Pero la pequeña voz continuó subiendo las escaleras: "Subo 7, 8, 9, 10 escalones y ya estoy en el pasillo", repitió la pequeña voz con una risa sarcástica.

A la mañana siguiente, la madre de Isabel se sorprendió de despertarse antes de ella. Pero pensó en las dificultades que había tenido para dormirse y pensó que estaría cansada. Pero transcurrida una hora le pareció raro que aún no se hubiera despertado, por lo que subió a ver cómo estaba su hija. La madre gritó con terror viendo a su hija ahogada en su propia sangre y apuñalada más de 17 veces, con el brazo arrancado y viendo a esa pequeña y adorable muñeca de la tienda de antigüedades con el brazo de su hija como sustituto del suyo.


Espiritismo

Esta historia me ocurrió de verdad. Antes de esto no creía ni en Dios ni en el diablo, pero ahora...

Todo comenzó una noche en la que decidimos hacer espiritismo unos amigos y yo. Éramos 5 amigos en total, entre ellos mi novia, y lo practicamos en casa de uno de ellos. No sabíamos mucho del tema, habíamos leído algo del tema, pero bueno, lo hicimos un poco a nuestro estilo. Hicimos sitio en el salón y dibujamos un pentagrama (cruz de cinco puntas en un círculo) en el suelo con arroz coloreado de rojo. También colocamos una vela en cada extremidad. Luego nos sentamos alrededor de él, sobre unos cojines.

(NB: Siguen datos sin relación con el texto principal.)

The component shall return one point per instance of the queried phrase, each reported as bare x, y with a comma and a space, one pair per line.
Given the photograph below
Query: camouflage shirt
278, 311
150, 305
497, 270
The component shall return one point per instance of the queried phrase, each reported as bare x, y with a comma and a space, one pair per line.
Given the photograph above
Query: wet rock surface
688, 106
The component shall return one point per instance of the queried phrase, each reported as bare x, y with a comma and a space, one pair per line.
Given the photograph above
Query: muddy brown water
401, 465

Habíamos cerrado bien las puertas y ventanas de la habitación. Para dar ambiente pusimos la banda sonora de la película "Drácula" a un sonido muy bajo y comenzamos a leer un encantamiento del "Libro de las sombras". Todo iba bien hasta que algo raro empezó a suceder y los nervios empezaron a aflorar. Empezó a oírse un murmullo en toda la habitación. Además, el techo se movía y temblaban el suelo. Luego apareción una especie de viento... y una a una las velas se fueron apagando, excepto la de enfrente de nuestro amigo que tenía el "libro de las sombras" entre sus manos...

Todos mirábamos a nuestro alrededor y poco a poco el terror se adueñaba de nuestras mentes. La música del reproductor cesó y una voz empezó a murmurarnos algo. Era una voz muy grave, pero no comprendíamos lo que decía. La voz se entremezclaba con una pequeña risa burlona... también algo satánica. Mi novia lloraba... otro amigo temblaba de una manera increíble... hasta que la última vela se apagó y la música del Cd volvió. Y como por arte de magia, la luz del salón se encendió. Ahora podíamos ver bien nuestro alrededor. Todo seguía igual, excepto el arroz que ya no formaba un pentagrama, sino un torbellino.

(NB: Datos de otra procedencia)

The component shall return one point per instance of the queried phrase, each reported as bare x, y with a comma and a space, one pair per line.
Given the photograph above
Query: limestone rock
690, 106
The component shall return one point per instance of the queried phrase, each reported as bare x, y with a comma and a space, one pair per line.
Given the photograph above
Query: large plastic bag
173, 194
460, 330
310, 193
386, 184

Desde ese día, mis amigos y yo nunca hemos vuelto a practicar espiritismo. Y sólo contamos esta historia en reuniones íntimas. Esta es la primera vez que lo cuento a tanta gente.

Aniversario de muerte

Es una noche cerrada cuando un muchacho que vuelve a casa en su coche descubre en el borde de la carretera una chica que hace autostop. La chica parece aterrorizada y helada, por lo que el chaval decide pararse, ayudarla y acompañarla a casa. Como suponía, ella estaba helada, por lo que le presta su chaqueta. La chica no es muy habladora así que es él quien habla casi todo el trayecto.

A la mañana siguiente el muchacho se da cuenta que la muchacha se llevó su chaqueta a casa. Para recuperarla (y para volver a verla, pues le gustó) decide volver a la casa de ella, donde la había dejado la noche. Cuando llama a la puerta una señora no muy mayor, pero sí desmejorada, le abre la puerta. Él le explica lo sucedido y pregunta por su hija. Conforme el relato del chico avanzaba la mujer palidecía más y más. Terminó rompiendo a llorar.



Tras recuperarse del shock inicial, la mujer le pide un momento al chico, entra al interior de la casa y vuelve al poco tiempo con una foto. Se la muestra al chico. Es una foto en la que sale la chica de la noche anterior. La dama llena de dolor y con la cara llena de lágrimas le cuenta que la chica era su hija. Era. Murió en un accidente de coche un año atrás en la misma carretera en la que supuestamente la encontró. La noche anterior exactamente era el aniversario de su muerte. El chico, escéptico, va al cementerio a comprobar si es cierto lo que dice. Y allí el terror le inmoviliza y le hace palidecer. Sobre una tumba, la tumba de la muchacha, estaba su chaqueta.

El lago Bodom

Junio de 1960. Lago Bodom, en Finlandia, muy cerca de la capital Helsinki.

Un buen día, cuatro jóvenes (dos chicos de dieciocho años y dos chicas de quince) decidieron ir a pasar una noche al camping que se encontraba alrededor del lago Bodom. Esa noche sería la última para tres de ellos.

Durante la noche el grupo es atacado por un misterioso personage que ataca al grupo entero. Uno de los chicos, Nils Gustafsson, logra escapar, aunque con mucha dificultad, de la tienda de campaña mientras que sus amigos estaban siendo masacrados. Corrió hasta a pedir ayuda pero ya era tarde. Nils contó a la policía que el hombre que les atacó tenía una luz roja en sus ojos.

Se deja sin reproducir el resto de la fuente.